Source : The Intercept, Glenn Greenwald, 31-08-2018
Glenn Greenwald
31 août 2018
L’élection présidentielle du 7 octobre au Brésil approche à grands pas, et son aspect le plus remarquable est peut-être le manque total de clarté quant au résultat prévisible. Le cinquième pays le plus peuplé du monde est embourbé dans tant de crises durables et enracinées – économiques, politiques, judiciaires, culturelles et des affaires de corruption sans fin – que toutes les règles antérieures pour comprendre la dynamique politique semblent obsolètes. C’est pour cette raison, et pour plusieurs autres, que la dynamique de la course présidentielle brésilienne revêt une importance internationale : elle illustre le chaos et l’extrémisme qui peuvent s’ensuivre lorsqu’une grande partie de la population, pour des raisons valables, perd toute confiance dans les institutions du pouvoir et dans la classe politique.
Mêlée à toutes ces crises, il y a une colère persistante et des regrets croissants : en 2016, la présidente élue de centre-gauche Dilma Rousseff a été destituée en faveur d’une coalition de centre-droit qui s’est avérée être criminellement corrompue, dirigée par un président en place Michel Temer (photo ci-dessus). Celui-ci a été surpris dans un enregistrement en train d’ordonner des pots-de-vin pour réduire des témoins au silence, mais il a été protégé de poursuites par le même congrès qui a destitué Dilma au motif de combattre la corruption. Temer est maintenant, de très loin, le président le plus impopulaire de l’histoire du Brésil.
Le chef du parti de centre-droit qui a été soutenu par l’establishment lors des élections de 2014 et a presque battu Dilma, le sénateur Aécio Neves, a depuis été pris en flagrant délit de corruption et a même suggéré des violences contre des témoins.

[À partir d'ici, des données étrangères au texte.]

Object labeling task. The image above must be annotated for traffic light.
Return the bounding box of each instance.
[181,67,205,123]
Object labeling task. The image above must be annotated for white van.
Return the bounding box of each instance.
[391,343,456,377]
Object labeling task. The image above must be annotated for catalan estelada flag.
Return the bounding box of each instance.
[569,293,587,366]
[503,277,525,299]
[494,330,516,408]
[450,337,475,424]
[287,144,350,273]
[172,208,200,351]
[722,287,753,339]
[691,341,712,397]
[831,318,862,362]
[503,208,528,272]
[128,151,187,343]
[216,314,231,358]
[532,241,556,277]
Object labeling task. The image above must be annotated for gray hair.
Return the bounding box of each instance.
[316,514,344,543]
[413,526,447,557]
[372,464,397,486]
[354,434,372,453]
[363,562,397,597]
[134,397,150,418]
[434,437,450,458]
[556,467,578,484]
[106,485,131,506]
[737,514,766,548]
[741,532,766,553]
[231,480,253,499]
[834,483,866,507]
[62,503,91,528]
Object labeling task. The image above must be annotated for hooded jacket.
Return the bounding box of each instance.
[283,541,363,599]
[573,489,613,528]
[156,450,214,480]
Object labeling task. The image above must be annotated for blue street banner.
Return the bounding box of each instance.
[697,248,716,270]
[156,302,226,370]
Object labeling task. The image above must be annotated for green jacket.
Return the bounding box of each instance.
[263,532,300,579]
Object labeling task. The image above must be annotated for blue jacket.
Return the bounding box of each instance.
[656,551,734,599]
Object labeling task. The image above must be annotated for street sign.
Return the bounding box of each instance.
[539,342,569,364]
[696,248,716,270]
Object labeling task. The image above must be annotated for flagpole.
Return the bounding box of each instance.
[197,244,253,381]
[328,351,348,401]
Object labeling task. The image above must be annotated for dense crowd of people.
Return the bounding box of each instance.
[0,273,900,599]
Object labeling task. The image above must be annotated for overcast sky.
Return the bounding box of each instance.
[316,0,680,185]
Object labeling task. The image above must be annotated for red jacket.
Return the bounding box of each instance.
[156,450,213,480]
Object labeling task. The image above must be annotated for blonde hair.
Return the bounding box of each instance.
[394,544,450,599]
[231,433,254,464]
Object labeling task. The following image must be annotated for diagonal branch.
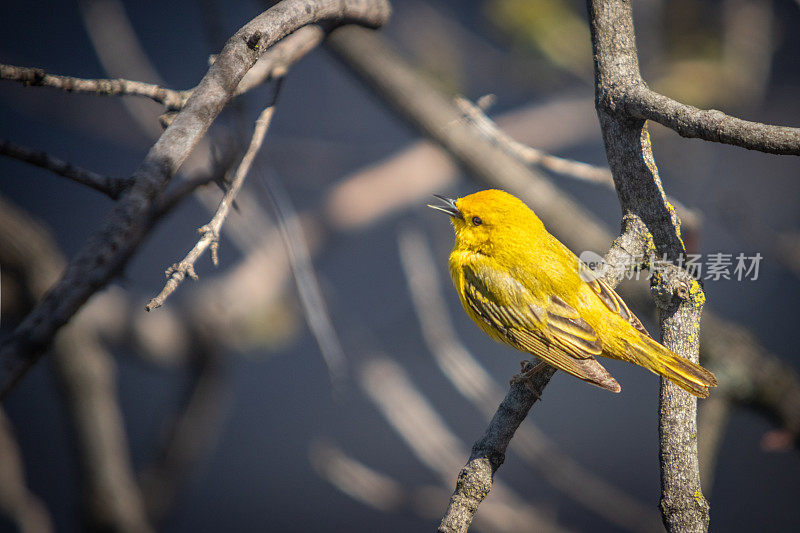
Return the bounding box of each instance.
[0,139,132,200]
[438,366,556,533]
[621,83,800,155]
[587,0,709,533]
[0,64,191,109]
[145,79,281,311]
[0,0,390,399]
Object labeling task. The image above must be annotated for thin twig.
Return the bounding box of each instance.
[0,139,132,200]
[454,96,614,188]
[0,64,191,110]
[360,357,563,532]
[438,366,556,533]
[0,0,391,401]
[454,96,702,230]
[145,82,280,311]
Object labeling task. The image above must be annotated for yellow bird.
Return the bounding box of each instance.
[429,190,717,398]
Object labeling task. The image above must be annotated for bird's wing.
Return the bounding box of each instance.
[463,267,621,392]
[587,278,652,338]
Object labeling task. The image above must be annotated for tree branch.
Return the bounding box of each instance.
[620,83,800,155]
[438,366,556,533]
[0,0,390,399]
[587,0,709,532]
[0,64,191,110]
[145,82,280,311]
[0,139,132,200]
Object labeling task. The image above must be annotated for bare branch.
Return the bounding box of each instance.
[620,84,800,155]
[454,96,701,235]
[0,0,390,399]
[438,366,556,533]
[0,196,150,531]
[587,0,709,533]
[0,64,191,109]
[360,357,563,533]
[145,88,279,311]
[0,139,132,200]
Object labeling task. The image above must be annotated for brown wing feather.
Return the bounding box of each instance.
[464,268,621,392]
[588,278,652,338]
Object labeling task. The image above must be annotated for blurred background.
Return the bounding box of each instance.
[0,0,800,532]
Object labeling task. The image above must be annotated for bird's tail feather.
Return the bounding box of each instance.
[629,335,717,398]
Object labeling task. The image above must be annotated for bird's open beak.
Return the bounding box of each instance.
[428,194,464,220]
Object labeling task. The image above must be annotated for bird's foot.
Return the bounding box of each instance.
[508,361,549,390]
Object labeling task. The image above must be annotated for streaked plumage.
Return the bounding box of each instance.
[431,190,717,398]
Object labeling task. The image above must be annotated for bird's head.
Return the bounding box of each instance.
[428,189,544,255]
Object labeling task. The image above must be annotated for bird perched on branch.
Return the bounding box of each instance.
[429,190,717,398]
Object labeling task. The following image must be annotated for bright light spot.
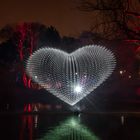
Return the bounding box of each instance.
[74,85,82,93]
[71,119,77,127]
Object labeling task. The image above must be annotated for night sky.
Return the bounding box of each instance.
[0,0,93,36]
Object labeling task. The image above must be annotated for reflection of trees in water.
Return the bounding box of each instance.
[40,117,99,140]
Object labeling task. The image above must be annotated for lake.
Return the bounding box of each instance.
[0,113,140,140]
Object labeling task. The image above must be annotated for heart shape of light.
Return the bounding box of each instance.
[26,45,116,105]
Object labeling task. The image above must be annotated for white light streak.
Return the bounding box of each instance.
[26,45,116,105]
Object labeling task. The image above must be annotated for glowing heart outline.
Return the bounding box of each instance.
[26,45,116,105]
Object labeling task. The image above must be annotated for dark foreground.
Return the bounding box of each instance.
[0,112,140,140]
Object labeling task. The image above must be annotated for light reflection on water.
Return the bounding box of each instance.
[40,117,99,140]
[0,114,140,140]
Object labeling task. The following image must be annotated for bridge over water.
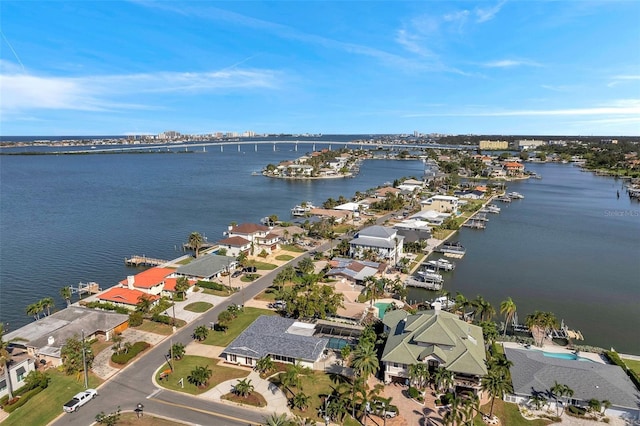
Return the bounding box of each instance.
[62,140,470,154]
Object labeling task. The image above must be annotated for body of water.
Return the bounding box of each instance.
[409,163,640,353]
[0,150,640,353]
[0,144,423,330]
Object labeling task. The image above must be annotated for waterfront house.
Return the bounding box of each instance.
[4,306,128,367]
[381,304,487,393]
[349,225,404,263]
[226,223,280,253]
[504,161,524,177]
[120,267,175,295]
[176,254,238,281]
[0,350,36,398]
[504,347,640,424]
[220,315,329,368]
[420,195,458,214]
[326,257,387,284]
[96,286,160,309]
[218,237,251,257]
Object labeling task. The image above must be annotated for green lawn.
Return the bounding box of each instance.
[201,307,276,346]
[282,244,306,253]
[184,302,213,312]
[473,399,552,426]
[622,358,640,374]
[2,369,101,426]
[251,261,278,271]
[276,254,294,262]
[156,355,249,395]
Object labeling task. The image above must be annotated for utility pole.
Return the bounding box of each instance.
[81,329,89,389]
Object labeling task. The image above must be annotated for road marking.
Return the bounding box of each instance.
[147,397,253,424]
[147,389,162,399]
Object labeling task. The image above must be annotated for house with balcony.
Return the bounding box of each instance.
[349,225,404,263]
[420,195,458,214]
[381,304,487,392]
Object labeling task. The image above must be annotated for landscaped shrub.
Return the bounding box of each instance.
[129,311,144,327]
[409,386,420,399]
[151,314,173,325]
[111,342,151,365]
[198,281,227,291]
[4,387,42,413]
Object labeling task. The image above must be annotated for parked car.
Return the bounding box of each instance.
[62,389,98,413]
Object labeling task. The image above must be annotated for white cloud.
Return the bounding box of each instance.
[0,69,277,113]
[474,0,506,23]
[407,99,640,119]
[482,59,541,68]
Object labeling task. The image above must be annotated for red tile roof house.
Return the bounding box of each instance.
[228,223,280,253]
[98,268,175,308]
[504,161,524,176]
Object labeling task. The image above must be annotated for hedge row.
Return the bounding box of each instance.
[4,387,43,413]
[604,351,640,390]
[111,342,151,365]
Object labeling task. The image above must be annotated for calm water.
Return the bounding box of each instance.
[0,145,423,329]
[409,164,640,353]
[0,150,640,353]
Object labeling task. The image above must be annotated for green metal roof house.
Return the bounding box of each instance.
[382,307,487,392]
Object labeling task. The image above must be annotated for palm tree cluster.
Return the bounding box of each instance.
[26,297,55,321]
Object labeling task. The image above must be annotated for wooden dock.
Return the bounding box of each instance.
[124,255,169,266]
[404,277,442,290]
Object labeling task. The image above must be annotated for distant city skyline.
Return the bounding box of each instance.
[0,0,640,136]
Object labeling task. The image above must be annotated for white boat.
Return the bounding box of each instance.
[426,259,456,271]
[291,202,315,216]
[438,241,467,255]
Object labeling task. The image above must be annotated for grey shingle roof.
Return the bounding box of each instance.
[176,254,236,278]
[505,348,640,409]
[223,315,329,362]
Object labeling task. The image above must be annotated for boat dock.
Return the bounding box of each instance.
[69,281,102,296]
[404,277,442,290]
[124,255,169,266]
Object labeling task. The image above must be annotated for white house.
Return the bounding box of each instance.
[420,195,458,213]
[349,225,404,262]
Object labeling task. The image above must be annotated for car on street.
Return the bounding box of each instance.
[62,389,98,413]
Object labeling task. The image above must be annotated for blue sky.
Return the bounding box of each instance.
[0,0,640,136]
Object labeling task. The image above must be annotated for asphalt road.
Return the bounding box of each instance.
[51,213,394,426]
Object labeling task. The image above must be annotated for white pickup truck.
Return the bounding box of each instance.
[62,389,98,413]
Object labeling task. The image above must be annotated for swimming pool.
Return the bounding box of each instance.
[542,351,593,362]
[373,302,391,319]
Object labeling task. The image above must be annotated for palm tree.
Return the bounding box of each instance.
[524,311,558,346]
[187,365,213,387]
[60,287,71,307]
[351,343,380,380]
[40,297,54,316]
[256,355,275,374]
[0,324,13,399]
[26,303,40,321]
[171,343,186,360]
[500,297,516,336]
[193,324,209,342]
[293,392,311,411]
[136,294,153,314]
[189,232,203,258]
[265,413,290,426]
[482,371,513,417]
[176,277,190,299]
[233,379,255,398]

Déshonoré, même au sein de son propre parti, Neves se présente pour un siège à la Chambre basse juste pour ne pas être emprisonné (les législateurs fédéraux au Brésil sont immunisés contre les poursuites pénales pendant leur mandat), et a récemment lancé cette campagne désespérée devant une foule de 20 personnes. Pendant ce temps, par une cruelle ironie, Dilma se présente pour le siège sénatorial qu’Aécio a été forcé de quitter, et les sondages montrent qu’elle est susceptible de gagner (à condition que sa candidature ne soit pas interdite par la justice).
Ajoutez à cela le fait curieux que le candidat clairement en tête des sondages – Lula, l’ancien président à deux mandats du pays – est pratiquement certain de voir sa candidature judiciairement interdite parce qu’il est actuellement en prison après une condamnation pour corruption criminelle : le résultat d’un processus judiciaire que même plusieurs de ses critiques qui le croient corrompu, considèrent comme un procès en appel très vicié et à motivation politique. Si Lula se présentait, il est presque certain qu’il gagnerait.
Tentant de tirer parti de cette popularité, le Parti du travail de Lula (PT) continue de prétendre qu’il sera leur candidat, espérant qu’une fois qu’il sera interdit par les tribunaux, comme tout le monde le sait, il pourra utiliser sa colère pour oindre l’ancien maire de São Paulo Fernando Haddad, maintenant officiellement le candidat à la vice-présidence de Lula. Mais il y a de forts doutes quant à savoir si Lula aura le pouvoir – à partir d’une cellule de la prison de Curitiba, où il ne peut donner d’interviews à la presse – de transférer sans problème ses votes au candidat choisi qui ne jouit ni du charisme unique de Lula ni de la notoriété nationale de son nom.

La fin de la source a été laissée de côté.